Guantanamo Again
From the NYT: Bush Decides to Keep Guantánamo Open
Here are the key section:
Despite his stated desire to close the American prison at Guantánamo Bay, Cuba, President Bush has decided not to do so, and never considered proposals drafted in the State Department and the Pentagon that outlined options for transferring the detainees elsewhere, according to senior administration officials.
Mr. Bush’s top advisers held a series of meetings at the White House this summer after a Supreme Court ruling in June cast doubt on the future of the American detention center. But Mr. Bush adopted the view of his most hawkish advisers that closing Guantánamo would involve too many legal and political risks to be acceptable, now or any time soon, the officials said.
…
Mr.

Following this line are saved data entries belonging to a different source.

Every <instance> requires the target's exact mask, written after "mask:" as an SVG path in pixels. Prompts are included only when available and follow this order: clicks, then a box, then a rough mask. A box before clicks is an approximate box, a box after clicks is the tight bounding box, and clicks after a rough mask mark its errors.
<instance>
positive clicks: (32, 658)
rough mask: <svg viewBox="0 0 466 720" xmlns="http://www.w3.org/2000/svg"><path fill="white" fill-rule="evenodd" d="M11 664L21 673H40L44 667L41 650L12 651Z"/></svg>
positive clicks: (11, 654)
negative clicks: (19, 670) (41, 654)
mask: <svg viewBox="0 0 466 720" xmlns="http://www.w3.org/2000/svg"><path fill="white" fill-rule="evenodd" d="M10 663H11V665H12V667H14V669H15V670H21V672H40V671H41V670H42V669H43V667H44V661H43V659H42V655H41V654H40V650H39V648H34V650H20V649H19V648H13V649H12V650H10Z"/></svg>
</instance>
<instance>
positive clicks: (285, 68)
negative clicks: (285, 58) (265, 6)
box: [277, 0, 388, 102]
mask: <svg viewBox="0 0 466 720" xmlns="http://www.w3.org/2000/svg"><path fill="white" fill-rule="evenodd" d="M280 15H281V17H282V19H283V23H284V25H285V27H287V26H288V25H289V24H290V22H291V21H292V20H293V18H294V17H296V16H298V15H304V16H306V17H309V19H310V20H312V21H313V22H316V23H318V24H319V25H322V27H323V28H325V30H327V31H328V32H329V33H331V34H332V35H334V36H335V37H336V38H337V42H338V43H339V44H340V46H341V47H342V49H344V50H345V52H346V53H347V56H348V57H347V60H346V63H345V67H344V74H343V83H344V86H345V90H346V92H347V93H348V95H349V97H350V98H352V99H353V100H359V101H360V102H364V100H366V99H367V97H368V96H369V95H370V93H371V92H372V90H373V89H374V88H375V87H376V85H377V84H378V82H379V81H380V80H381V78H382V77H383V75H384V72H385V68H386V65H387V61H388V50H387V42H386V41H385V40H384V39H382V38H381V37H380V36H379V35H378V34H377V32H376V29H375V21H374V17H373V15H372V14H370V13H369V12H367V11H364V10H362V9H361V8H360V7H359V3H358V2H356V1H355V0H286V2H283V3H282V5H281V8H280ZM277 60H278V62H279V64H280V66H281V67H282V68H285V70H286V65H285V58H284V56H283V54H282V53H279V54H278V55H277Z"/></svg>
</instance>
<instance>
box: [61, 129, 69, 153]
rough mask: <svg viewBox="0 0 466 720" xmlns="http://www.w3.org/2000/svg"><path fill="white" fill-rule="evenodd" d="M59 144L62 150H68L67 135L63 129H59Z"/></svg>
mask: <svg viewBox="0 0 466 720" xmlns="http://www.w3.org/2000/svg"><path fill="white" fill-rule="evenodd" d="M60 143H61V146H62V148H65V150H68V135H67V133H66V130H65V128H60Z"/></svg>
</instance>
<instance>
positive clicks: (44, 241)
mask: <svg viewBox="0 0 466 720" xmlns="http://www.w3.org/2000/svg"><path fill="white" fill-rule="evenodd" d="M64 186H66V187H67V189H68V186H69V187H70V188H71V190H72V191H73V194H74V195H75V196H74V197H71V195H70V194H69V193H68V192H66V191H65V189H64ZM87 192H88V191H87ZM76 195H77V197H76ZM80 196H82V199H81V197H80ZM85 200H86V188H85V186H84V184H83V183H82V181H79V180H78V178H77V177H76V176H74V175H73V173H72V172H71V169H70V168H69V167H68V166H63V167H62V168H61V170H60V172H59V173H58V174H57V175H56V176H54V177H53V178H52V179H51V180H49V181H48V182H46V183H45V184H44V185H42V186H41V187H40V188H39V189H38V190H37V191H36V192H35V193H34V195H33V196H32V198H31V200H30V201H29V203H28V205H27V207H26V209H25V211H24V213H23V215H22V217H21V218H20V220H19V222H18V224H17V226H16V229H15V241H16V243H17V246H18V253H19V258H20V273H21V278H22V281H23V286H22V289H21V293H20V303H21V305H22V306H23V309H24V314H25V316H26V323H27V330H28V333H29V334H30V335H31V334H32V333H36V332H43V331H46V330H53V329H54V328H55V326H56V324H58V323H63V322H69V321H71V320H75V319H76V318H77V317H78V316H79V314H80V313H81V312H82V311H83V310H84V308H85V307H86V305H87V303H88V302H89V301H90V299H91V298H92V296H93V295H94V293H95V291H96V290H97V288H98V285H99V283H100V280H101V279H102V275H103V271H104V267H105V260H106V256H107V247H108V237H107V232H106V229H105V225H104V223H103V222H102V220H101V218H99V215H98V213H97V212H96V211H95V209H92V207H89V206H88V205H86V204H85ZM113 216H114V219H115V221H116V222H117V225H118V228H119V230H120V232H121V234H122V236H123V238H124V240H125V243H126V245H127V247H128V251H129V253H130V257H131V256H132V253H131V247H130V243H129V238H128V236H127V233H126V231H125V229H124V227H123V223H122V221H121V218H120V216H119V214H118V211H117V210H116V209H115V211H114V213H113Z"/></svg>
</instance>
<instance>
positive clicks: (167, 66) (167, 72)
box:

Cheney and his chief of staff, David S. Addington, have made it clear in the internal discussions this year that keeping Guantánamo open under a new president would validate the administration’s decisions dealing with terrorists, the officials said.
…
So, to clarify what seems to have happened: President Bush didn’t bother to consider plans drafted by the State Department or Defense Department to close Guantanamo. Since he didn’t consider the plans, he concluded that the political and legal risks were unacceptable. But how can he know that the risks are unacceptable is the plans were not even considered at a high level?
In short, it seems like Cheney’s office blocked consideration of alternative plans simply in order to keep making the argument that the risks are too high, and that the reason for doing so was to try to get the next administration to somehow validate the decision, even though both Obama and McCain (and almost everyone else both in the U.S. and abroad) agree that the prison should be closed.
Brilliant. Don’t let anyone brief you about an alternative plan and then claim that no acceptable alternative plan exists. Policymaking at its finest.